Hi, good morning everyone. Thanks for taking my question. You've gone through quite a lot of detail on the guidance. What I wanted to ask about is, as you've integrated Diamond, if you could just share some details or insights around that customer base's behavior and buying patterns relative to your legacy population? Whether there are any interesting surprises one way or the other as you get to know those owners?
Yes, so David, this is Mark. I think there are very similar attributes to our owners. From a demographic standpoint, they seem to be buying a bit earlier in the life stage. For instance, if you look at '21, 70% of the new buyers for Diamond were Gen X or younger. The Diamond product has really provided a great entry point for those customers as the price points scale down from where we're at. I'm really excited as we're able to start putting the database toward the Diamond product and sales centers that will be converted over to HGV. Overall, average household income stood at about $100,000 versus or circa $130,000. From a FICO score standpoint, they're very strong. They're about 20 points below ours, but we've seen some really good performance. I'm really pleased actually with the new buyer VPGs. The new buyer VPGs actually for the quarter were up about 40% compared to the new buyers of VPGs up at HGV at 16%. I think part of that is the excitement and anticipation around what Hilton is going to mean to the Diamond product going forward.

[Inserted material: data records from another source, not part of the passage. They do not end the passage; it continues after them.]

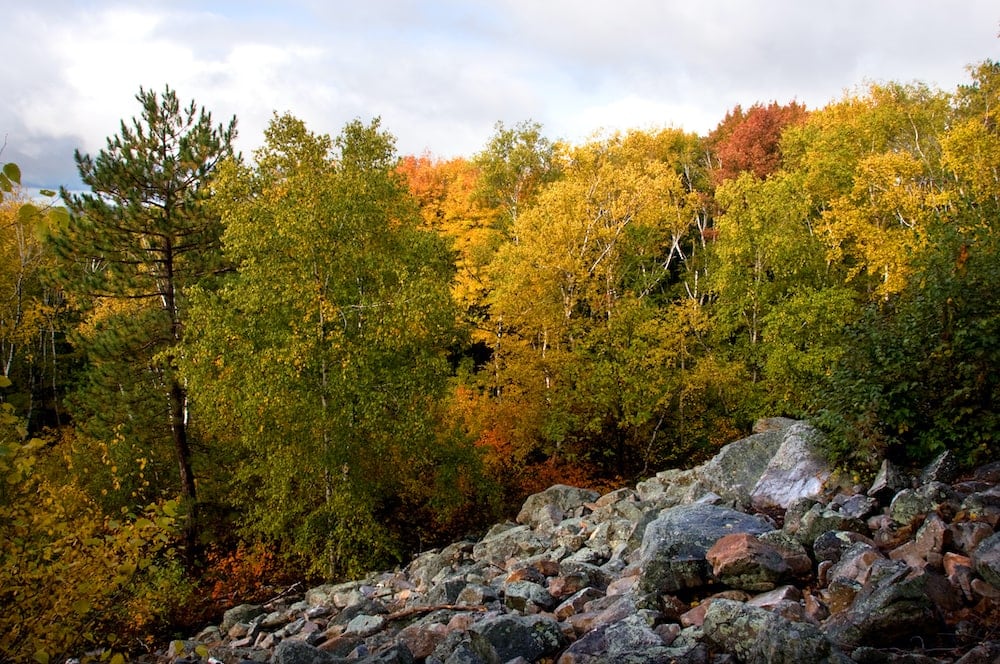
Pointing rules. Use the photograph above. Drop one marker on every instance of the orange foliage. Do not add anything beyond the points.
(250, 573)
(750, 141)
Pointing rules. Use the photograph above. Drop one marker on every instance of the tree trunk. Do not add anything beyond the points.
(178, 429)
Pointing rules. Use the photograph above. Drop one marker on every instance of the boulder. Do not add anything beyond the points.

When considering loan loss under Diamond, historically, they reported a provision for bad debt in the high teens to low 20% range before COVID. Since then, there has been an improvement, with loan losses performing in the high teens, while our losses have ranged between 11% to 15%. In the fourth quarter, the loan provision was just under 12%. We expect it to rise to the mid-teens and slightly higher as things normalize, as everyone's personal balance sheets are looking solid. Delinquency rates for both Diamond and HGV are at lows compared to pre-COVID levels, indicating strong engagement. We believe those credit metrics will normalize over time. Given some of the entry-level products that Diamond offers, the loss provision for Diamond will likely remain slightly higher than for HGV, as is typical with credit metrics. Ultimately, we expect to maintain provisions in the mid- to mid-single digits, definitely below 20%.
Thank you for having me back. To follow up on the financing receivable book, are you making any changes to interest rates in terms of what you're charging consumers ahead of rate adjustments? How do you generally view rate sensitivity on the book?

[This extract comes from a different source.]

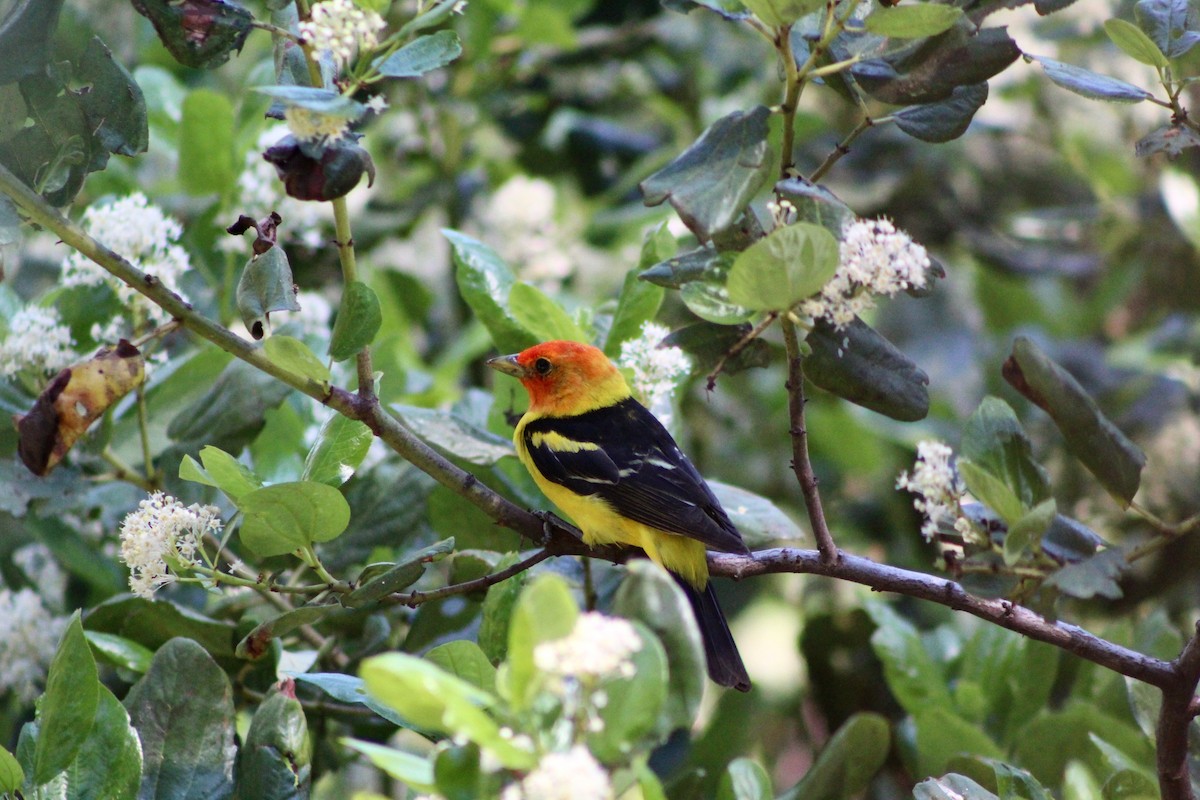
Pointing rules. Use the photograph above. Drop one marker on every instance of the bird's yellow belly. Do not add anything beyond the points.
(603, 525)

Yes, that's a great question. We continuously monitor rates and assess them ahead of any expected rate hikes. Our approach is structured, as we prioritize growth in new buyers and owners. Therefore, we consider making purchasing as easy as possible for them when evaluating interest rates. Recently, we implemented a rate hike across the system of approximately 80 basis points, which primarily affects existing owners rather than new buyers. This adjustment varies by state and other factors. Generally, we've already applied an 80% rate hike for existing owners. In terms of sensitivity, we focus on securitizing our receivables, and our most recent deals have been favorable. Some of our peers have seen deals priced under 2%. Given that margins have shifted, we anticipate higher pricing for our securitizations. However, we expect to be significantly below our 2020 deal, which reopened the public ABS market for the timeshare industry and had prices above 3.5%.
Thank you. This is the end of our question-and-answer session. Before we end the call, I would like to turn it back over to Mark Wang for any closing remarks. Mr. Wang?
Well, thanks, everyone, for joining us today. 2021 was a monumental year for us here at HGV. I'm really proud of all the hard work that the team has accomplished to complete our integration while staying focused on providing our guests with memorable vacation experiences. I look forward to sharing our progress with you as we move throughout the year and have a great day. Take care.